Linc glanced down at Kerry. When he had finally stopped the truck—having accidentally spotted the roof of the vacated plantation house—and peeled back the tarp, she and the children had looked like a wilted bouquet. Some of the children had fallen asleep against Kerry, burdening her even more. But not a single complaint had been forthcoming. Her endurance seemed unflagging. But now he saw the traces of weariness around her eyes and mouth.
“You stay here. I’ll take Joe and scout around.”
They were back in ten minutes. “It doesn’t look like there’s been anyone here in a long time. I think it will be all right. Do you want to ride or walk?” he asked her, getting behind the steering wheel of the truck.
“I think we’ve all had enough of the truck for today. The children and I will walk.”
She escorted the children across the sprawling yard of what must have been a lovely estate. It, however, like everything in the Central American country, had suffered the ravages of war. The white stucco walls were scarred and pockmarked with bullet holes. Vines had flourished to a fault. They had choked to death the other plants growing beneath the wide veranda, which now sagged in disrepair. Most of the windows had been broken out. The front door was missing.

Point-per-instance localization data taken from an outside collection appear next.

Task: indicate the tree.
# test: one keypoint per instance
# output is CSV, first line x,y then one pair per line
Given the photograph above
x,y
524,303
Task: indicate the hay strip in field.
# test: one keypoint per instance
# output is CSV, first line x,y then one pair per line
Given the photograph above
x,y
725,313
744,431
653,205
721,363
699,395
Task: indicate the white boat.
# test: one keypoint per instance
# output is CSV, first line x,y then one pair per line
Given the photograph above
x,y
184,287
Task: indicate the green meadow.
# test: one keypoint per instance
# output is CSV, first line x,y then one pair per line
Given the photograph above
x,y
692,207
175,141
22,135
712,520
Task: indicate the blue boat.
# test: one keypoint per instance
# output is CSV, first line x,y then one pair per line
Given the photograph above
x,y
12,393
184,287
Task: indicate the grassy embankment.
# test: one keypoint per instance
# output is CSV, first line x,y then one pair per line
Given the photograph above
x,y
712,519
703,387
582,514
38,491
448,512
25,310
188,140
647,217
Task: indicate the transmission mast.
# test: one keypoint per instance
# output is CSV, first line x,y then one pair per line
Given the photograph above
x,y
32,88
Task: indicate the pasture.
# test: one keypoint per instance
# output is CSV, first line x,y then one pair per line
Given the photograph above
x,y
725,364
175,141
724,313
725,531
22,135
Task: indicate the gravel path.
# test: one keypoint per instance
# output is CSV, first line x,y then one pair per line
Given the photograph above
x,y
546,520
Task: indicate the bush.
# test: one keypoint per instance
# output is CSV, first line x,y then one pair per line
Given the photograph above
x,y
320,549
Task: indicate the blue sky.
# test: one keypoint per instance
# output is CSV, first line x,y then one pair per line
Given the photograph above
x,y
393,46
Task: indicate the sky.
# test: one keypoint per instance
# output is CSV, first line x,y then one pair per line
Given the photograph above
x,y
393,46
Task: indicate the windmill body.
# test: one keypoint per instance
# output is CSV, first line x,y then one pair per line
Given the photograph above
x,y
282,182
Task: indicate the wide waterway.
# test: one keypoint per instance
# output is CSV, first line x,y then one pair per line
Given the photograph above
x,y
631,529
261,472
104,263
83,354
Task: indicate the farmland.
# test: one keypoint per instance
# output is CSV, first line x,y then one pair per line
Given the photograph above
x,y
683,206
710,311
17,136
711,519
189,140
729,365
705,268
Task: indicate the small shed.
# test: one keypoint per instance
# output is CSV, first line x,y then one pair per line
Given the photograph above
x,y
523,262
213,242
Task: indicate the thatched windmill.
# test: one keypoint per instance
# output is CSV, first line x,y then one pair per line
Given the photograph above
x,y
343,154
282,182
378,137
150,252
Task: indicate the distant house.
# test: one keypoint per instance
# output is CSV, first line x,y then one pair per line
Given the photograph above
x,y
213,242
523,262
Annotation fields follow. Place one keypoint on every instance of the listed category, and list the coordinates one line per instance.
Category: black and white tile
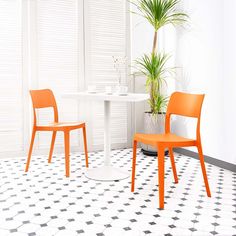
(45, 202)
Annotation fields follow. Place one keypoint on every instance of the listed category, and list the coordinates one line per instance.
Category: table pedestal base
(106, 173)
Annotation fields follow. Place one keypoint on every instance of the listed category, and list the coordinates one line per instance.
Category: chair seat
(169, 139)
(61, 125)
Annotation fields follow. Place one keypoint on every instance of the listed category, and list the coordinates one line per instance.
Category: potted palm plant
(158, 13)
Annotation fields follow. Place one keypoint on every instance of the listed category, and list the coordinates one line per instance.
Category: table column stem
(107, 134)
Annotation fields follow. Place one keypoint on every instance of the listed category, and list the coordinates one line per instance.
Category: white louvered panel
(11, 108)
(57, 35)
(105, 36)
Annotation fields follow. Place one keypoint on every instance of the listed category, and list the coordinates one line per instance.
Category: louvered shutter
(11, 104)
(106, 36)
(57, 60)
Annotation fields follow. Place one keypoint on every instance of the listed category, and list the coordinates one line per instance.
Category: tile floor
(44, 202)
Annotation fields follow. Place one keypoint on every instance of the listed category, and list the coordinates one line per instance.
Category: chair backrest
(44, 98)
(185, 104)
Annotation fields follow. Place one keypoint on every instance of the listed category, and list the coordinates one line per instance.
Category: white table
(107, 172)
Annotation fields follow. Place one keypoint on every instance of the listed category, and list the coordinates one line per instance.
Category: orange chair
(45, 98)
(180, 104)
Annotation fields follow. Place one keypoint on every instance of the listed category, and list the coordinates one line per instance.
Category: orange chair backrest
(184, 104)
(44, 98)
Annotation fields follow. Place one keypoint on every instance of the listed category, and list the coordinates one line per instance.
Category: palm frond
(160, 12)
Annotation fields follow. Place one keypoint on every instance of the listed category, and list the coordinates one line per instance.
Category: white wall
(205, 53)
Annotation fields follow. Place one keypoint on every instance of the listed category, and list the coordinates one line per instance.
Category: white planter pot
(153, 124)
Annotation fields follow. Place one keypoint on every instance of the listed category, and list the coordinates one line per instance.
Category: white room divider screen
(11, 104)
(67, 45)
(106, 37)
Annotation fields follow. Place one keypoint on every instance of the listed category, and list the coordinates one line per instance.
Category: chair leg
(30, 150)
(173, 165)
(161, 175)
(52, 146)
(67, 152)
(133, 165)
(85, 146)
(201, 157)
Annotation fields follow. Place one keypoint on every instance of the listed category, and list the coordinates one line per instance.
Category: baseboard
(208, 159)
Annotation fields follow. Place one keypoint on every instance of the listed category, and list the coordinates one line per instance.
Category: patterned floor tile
(44, 202)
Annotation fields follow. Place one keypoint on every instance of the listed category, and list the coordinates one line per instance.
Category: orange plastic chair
(183, 104)
(45, 98)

But the large rooms had been shaded from the merciless sun and offered a welcome coolness that felt wonderful to Kerry and the children after having spent silent, sweltering hours beneath the tarpaulin in the back of the truck.

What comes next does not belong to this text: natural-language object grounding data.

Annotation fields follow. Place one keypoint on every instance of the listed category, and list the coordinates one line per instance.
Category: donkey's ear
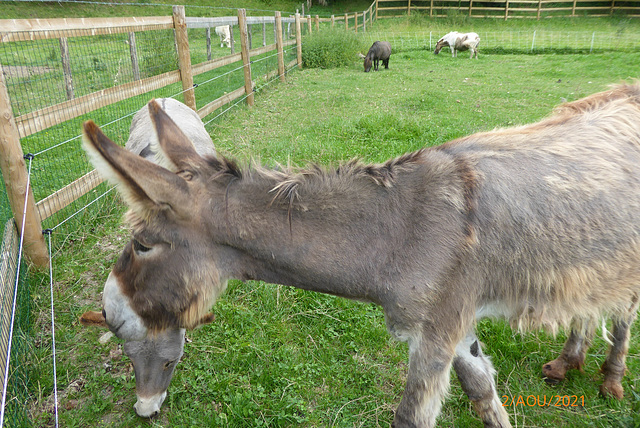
(179, 153)
(144, 185)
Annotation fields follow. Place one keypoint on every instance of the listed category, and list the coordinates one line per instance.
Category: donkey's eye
(139, 248)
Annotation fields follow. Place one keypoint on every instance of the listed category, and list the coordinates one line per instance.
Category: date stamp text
(543, 400)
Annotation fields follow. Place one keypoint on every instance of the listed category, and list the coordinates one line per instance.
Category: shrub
(331, 49)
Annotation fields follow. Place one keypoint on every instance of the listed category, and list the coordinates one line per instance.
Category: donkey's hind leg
(476, 375)
(614, 366)
(427, 380)
(573, 352)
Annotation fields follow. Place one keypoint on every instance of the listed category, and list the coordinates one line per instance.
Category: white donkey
(224, 31)
(459, 42)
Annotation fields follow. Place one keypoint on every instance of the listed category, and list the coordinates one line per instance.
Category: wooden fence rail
(506, 9)
(77, 102)
(13, 166)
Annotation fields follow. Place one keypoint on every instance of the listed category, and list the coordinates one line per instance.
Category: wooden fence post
(133, 51)
(184, 57)
(246, 61)
(14, 173)
(264, 34)
(232, 41)
(298, 40)
(539, 8)
(66, 67)
(279, 46)
(208, 36)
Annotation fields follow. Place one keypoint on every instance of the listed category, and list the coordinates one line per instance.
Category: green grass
(280, 357)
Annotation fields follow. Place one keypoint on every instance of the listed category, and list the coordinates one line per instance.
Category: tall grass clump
(330, 49)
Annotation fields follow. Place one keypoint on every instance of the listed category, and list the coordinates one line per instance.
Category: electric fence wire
(105, 3)
(15, 295)
(53, 334)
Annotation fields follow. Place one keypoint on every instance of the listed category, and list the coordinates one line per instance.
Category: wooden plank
(69, 193)
(279, 46)
(211, 22)
(133, 52)
(66, 67)
(216, 104)
(298, 41)
(12, 30)
(184, 56)
(246, 59)
(203, 67)
(262, 49)
(47, 117)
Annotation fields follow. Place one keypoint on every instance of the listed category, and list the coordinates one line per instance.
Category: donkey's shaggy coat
(538, 224)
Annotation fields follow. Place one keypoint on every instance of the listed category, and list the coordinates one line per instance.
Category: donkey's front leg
(476, 375)
(427, 381)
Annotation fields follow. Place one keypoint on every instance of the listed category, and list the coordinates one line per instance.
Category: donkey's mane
(285, 182)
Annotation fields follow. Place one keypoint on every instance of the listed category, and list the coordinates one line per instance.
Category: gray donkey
(538, 224)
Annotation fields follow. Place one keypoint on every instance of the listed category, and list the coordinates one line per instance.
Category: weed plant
(330, 48)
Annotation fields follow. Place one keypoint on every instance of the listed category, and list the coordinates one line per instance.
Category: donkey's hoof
(612, 389)
(554, 371)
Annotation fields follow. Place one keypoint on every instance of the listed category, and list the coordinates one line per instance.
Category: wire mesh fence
(519, 42)
(58, 78)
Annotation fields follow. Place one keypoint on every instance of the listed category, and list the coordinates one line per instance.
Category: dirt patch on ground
(24, 70)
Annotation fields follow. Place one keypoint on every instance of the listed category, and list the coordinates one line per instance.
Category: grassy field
(281, 357)
(277, 356)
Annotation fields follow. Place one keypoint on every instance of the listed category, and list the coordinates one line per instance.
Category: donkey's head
(166, 278)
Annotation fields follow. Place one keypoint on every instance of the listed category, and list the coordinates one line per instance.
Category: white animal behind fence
(518, 41)
(225, 35)
(459, 42)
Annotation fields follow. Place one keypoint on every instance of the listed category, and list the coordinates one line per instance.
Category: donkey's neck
(341, 232)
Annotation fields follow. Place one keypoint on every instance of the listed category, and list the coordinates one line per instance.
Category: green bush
(331, 49)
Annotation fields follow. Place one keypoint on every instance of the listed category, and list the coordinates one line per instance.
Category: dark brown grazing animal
(379, 51)
(538, 224)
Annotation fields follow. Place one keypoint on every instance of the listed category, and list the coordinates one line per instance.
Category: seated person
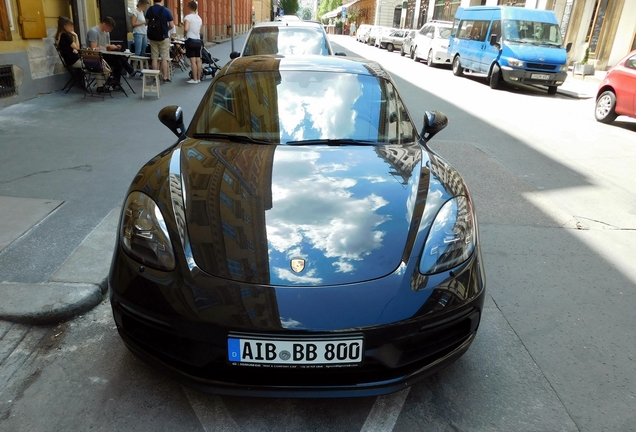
(68, 43)
(99, 38)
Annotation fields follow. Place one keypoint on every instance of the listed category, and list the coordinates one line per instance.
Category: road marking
(211, 412)
(385, 412)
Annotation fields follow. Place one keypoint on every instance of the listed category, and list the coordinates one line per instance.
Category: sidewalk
(55, 253)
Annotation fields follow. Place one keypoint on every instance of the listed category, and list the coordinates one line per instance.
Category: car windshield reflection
(295, 106)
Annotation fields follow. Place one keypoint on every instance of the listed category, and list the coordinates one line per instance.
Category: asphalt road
(556, 200)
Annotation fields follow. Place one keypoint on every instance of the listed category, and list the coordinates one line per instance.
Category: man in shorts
(161, 48)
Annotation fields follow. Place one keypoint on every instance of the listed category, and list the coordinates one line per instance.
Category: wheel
(429, 59)
(605, 110)
(495, 77)
(458, 70)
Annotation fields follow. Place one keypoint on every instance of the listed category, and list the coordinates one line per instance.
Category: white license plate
(295, 352)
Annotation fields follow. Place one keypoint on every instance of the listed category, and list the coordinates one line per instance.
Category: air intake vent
(7, 81)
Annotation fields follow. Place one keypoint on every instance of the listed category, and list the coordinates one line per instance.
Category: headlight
(143, 233)
(515, 63)
(451, 240)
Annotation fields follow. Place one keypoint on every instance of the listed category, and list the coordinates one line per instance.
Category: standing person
(139, 27)
(192, 29)
(160, 22)
(68, 43)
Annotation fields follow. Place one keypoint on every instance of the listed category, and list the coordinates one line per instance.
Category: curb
(54, 302)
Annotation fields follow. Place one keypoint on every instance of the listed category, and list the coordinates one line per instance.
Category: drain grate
(7, 81)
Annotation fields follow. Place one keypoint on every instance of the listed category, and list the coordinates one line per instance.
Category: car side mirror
(434, 122)
(172, 117)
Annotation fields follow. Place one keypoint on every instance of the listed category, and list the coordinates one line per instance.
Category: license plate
(295, 352)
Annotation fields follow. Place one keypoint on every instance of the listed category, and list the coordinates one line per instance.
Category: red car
(617, 93)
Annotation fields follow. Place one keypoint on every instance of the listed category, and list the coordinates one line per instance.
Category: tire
(429, 59)
(495, 77)
(458, 70)
(605, 109)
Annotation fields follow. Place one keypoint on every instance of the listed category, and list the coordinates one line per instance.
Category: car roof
(277, 63)
(288, 24)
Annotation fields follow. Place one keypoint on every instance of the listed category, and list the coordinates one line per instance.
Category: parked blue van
(512, 44)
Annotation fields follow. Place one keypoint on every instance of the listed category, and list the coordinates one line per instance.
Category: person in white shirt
(192, 30)
(138, 21)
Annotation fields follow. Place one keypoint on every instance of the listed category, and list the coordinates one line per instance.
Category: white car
(383, 33)
(431, 43)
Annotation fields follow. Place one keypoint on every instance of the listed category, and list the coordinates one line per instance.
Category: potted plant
(582, 68)
(338, 26)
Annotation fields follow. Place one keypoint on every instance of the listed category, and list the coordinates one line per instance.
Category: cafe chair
(77, 75)
(95, 71)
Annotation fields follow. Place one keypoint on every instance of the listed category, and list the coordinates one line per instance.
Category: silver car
(393, 40)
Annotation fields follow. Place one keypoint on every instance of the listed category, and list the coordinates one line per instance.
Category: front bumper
(513, 75)
(153, 324)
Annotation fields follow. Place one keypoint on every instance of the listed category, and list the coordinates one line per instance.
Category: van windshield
(532, 32)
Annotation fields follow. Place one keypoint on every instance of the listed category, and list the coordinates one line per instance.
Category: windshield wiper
(232, 137)
(334, 142)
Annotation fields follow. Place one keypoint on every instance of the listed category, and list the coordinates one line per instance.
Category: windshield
(277, 107)
(286, 41)
(444, 32)
(532, 32)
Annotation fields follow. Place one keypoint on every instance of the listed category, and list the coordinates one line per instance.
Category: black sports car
(300, 239)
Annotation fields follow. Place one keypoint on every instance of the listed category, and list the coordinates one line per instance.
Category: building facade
(29, 63)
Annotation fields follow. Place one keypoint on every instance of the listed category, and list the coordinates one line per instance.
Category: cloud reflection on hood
(320, 211)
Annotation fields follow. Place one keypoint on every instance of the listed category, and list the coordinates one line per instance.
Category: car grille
(386, 357)
(541, 66)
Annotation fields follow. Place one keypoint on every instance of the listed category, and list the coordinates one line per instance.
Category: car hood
(342, 212)
(538, 54)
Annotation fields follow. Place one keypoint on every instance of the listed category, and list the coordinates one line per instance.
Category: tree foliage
(290, 7)
(327, 5)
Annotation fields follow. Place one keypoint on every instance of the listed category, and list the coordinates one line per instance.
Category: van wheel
(458, 70)
(495, 77)
(429, 59)
(605, 110)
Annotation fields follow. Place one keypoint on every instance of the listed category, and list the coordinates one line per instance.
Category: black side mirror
(172, 117)
(434, 122)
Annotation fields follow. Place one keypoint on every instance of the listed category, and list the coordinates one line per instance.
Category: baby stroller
(209, 64)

There was no electricity or gas in the kitchen, and Linc vetoed the idea of building a fire, so their supper consisted of cold beans straight from the can and sliced Spam. Luckily, even though the pipes were rusty, the water that came out of them was cool. Kerry bathed the children’s faces and hands and put them on pallets in one of the well-ventilated rooms.
From his lookout post at one of the wide front windows, Linc watched her as she moved among the children. She patiently listened to their lengthy prayers and told them of all the glorious things that awaited them in the United States.
The moon had come up over the tops of the trees and shone onto her hair through the windows. Earlier she had unraveled her braid and combed through it with her fingers. Now her hair shimmered like a skein of black silk over her shoulders and back, catching the silver moonlight on every strand, as she moved from one pallet to another. She lifted Lisa onto her lap, kissed the top of her dark, glossy head, and rocked her gently as she softly hummed a lullaby.
Linc wished to heaven he had a cigarette, anything in fact, to distract him. Even when he wasn’t looking at Kerry, he was aware of her every movement. And, curse him, he felt twinges of jealousy that it wasn’t his head cushioned on her breasts.